In the field of natural history, handbooks may be aimed at readers beyond those we might regard as scientific practitioners. Federico Marcon takes us to eighteenth-century Tokugawa Japan to investigate how knowledge of nature was transmitted in ‘canonical encyclopedias’, highly elaborated collectors’ items. Such lavishly illustrated artefacts, often customized with commentaries or personalized texts, served both epistemological and social functions among scholars organized in clubs. Importantly, as Marcon argues, canonical encyclopedias were not merely the end point, but also the starting point for investigations of nature. He shows how textual practices of comparison, adaption, amendment or correction, e.g. with Chinese or incoming Western knowledge and to a lesser degree from observation, fed into Tokugawa Japan's bookish universe of nature. Updating existing books, instead of producing them from scratch, necessitated integrating new and old knowledge, and thus infused authors with a responsibility to represent a dynamic canon of knowledge within a hierarchic network of different textual genres. Not least, the case of canonical encyclopedias exemplifies the unstable relation of books to knowledge of nature, an epistemological undercurrent of this Themes volume that transcends geographical and temporal boundaries.

Taking into view modern handbooks of chemistry and the life sciences, Mathias Grote takes up the thread provided by Martelli in providing further evidence for the complex conceptual genealogy of the genre since the nineteenth century. He compares the making and the development of two books that represented pivotal encyclopedic repositories of information in their fields, the American Bergey's Manual of Determinative Bacteriology (on microbes) and the German Gmelins Handbuch der anorganischen Chemie (on chemical substances). His paper analyses how specialized knowledge deemed established and relevant became usable ‘at hand’ in what paradoxically developed into heavy tomes. He focuses particular attention on the Sisyphean labour involved with compiling an ever-increasing and faster-ageing corpus of knowledge in an effort to maintain book projects over the longue durée and the illusion of a stable canon. This history of encyclopedic handbooks reveals unexpected authorial figures (editors, invisible assistants) and textual practices (excerpting, indexing) that are at odds with received narratives of the modern experimental sciences, and that more closely resemble those found in earlier natural history.

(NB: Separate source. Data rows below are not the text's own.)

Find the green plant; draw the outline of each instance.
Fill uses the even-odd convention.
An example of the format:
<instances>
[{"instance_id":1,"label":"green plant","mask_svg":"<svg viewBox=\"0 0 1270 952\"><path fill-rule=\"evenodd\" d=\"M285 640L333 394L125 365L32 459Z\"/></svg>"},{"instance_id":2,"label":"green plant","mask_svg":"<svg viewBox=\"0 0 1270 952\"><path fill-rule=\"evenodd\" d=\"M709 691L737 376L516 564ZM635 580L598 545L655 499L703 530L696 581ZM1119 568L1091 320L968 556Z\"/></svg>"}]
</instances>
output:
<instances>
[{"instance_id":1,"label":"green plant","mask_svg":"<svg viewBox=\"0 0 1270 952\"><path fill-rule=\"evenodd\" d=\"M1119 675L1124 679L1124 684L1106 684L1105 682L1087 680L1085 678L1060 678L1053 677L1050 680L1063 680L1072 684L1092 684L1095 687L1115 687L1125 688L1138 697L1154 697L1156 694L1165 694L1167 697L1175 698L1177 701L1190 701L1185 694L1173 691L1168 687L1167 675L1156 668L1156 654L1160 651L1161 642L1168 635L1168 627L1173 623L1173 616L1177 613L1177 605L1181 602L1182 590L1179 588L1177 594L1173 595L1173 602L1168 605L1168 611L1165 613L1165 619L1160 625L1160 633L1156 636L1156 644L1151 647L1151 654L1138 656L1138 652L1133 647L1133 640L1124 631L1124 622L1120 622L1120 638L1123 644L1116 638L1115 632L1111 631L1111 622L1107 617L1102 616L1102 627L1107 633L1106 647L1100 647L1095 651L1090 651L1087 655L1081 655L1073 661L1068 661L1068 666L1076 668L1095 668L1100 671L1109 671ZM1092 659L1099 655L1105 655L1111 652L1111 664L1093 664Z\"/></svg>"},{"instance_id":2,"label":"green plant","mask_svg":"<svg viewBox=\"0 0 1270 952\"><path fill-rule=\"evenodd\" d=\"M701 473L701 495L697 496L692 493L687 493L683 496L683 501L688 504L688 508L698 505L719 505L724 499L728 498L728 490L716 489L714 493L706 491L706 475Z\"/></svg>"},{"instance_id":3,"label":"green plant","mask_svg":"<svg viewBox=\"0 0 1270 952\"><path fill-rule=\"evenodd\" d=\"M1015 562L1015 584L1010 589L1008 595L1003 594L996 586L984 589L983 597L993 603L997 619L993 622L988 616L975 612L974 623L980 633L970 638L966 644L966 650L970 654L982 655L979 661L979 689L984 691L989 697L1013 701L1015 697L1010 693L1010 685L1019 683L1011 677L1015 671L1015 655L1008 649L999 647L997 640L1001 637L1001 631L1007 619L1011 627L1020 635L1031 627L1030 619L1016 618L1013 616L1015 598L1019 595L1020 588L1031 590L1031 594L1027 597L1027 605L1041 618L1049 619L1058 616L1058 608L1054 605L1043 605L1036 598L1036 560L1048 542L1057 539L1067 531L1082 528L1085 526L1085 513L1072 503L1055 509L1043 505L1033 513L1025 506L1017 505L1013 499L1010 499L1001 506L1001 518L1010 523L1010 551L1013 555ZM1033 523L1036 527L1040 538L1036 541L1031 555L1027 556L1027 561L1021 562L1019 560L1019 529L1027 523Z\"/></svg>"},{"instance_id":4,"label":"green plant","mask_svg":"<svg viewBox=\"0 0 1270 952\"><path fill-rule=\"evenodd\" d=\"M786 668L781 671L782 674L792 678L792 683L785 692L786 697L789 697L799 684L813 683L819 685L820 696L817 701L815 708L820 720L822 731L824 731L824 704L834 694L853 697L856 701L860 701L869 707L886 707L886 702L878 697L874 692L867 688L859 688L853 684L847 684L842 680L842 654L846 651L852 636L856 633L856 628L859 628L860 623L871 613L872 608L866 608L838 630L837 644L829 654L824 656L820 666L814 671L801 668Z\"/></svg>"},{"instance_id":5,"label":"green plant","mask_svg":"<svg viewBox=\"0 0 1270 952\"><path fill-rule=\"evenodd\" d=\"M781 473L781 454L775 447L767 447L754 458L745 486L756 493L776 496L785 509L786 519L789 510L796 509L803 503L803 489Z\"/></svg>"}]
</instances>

Anna-Maria Meister's article unearths the fascinating political and personal history of an unpublished German manual, here in the realm of architecture: Ernst Neufert's ‘Lebensgestaltungslehre’. Neufert is known for his seminal Bau-Entwurfslehre, first published in 1936, which presented standardized solutions for building ‘everything’ from dog kennels to offices to Zeppelins. By contrasting Neufert's published handbook projects with the still fragmented ‘Lebensgestaltungslehre’, distributed across his unpublished index-card diary, Meister reveals how what one may call the spirit of the modern handbook, i.e. a normalizing, technocratic way of thinking and working, has materialized beyond the covers of a book. She argues forcefully that Neufert's highly ambivalent concept of design (Gestaltung) and measurement, inspired by divisibility and control, pervaded his mirror projects of ordering life and formatting German society – under National Socialism and thereafter.

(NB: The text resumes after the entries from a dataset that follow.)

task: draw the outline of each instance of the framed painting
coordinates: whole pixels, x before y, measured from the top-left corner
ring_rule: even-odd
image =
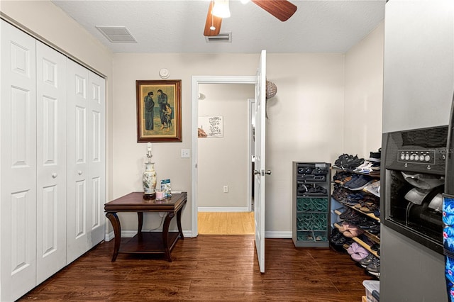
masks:
[[[135,81],[137,142],[182,141],[182,81]]]

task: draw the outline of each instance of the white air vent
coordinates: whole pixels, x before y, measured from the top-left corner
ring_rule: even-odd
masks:
[[[218,35],[205,37],[206,43],[211,42],[232,42],[232,33],[220,33]]]
[[[113,43],[137,43],[124,26],[96,26]]]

In sum, these five accounts of the making of handbooks and manuals (as well as other contributions discussed below) provide evidence for our premise that a genre of instructional literature can be identified in different centuries and continents, both before and after print. The cases also suggest a set of shared textual practices involved in the making of handbooks and manuals, such as compilation, excerpting and indexing.Footnote 29 Here the production, or reproduction, of canonical knowledge is usually the goal, rather than either novelty or credit. The compilers and editors involved in making handbooks and manuals may resemble the adjunct or clerical figures that Robert Darnton has highlighted as so central to the writing of the Encyclopédie.Footnote 30 In a similar vein, Nick Jardine has spoken of ‘routine authorship’ in science. He suggests that scholars take into account the textual activities at the core of making scientific books as physical artefacts, which are generally ‘dismissed as mechanical, derivative, second-rate or inauthentic according to Cartesian or Romantic concepts of authorship’.Footnote 31 A key question for Jardine, and for us, is whether and how such seemingly mundane texts may have in turn also contributed to the generation of new knowledge.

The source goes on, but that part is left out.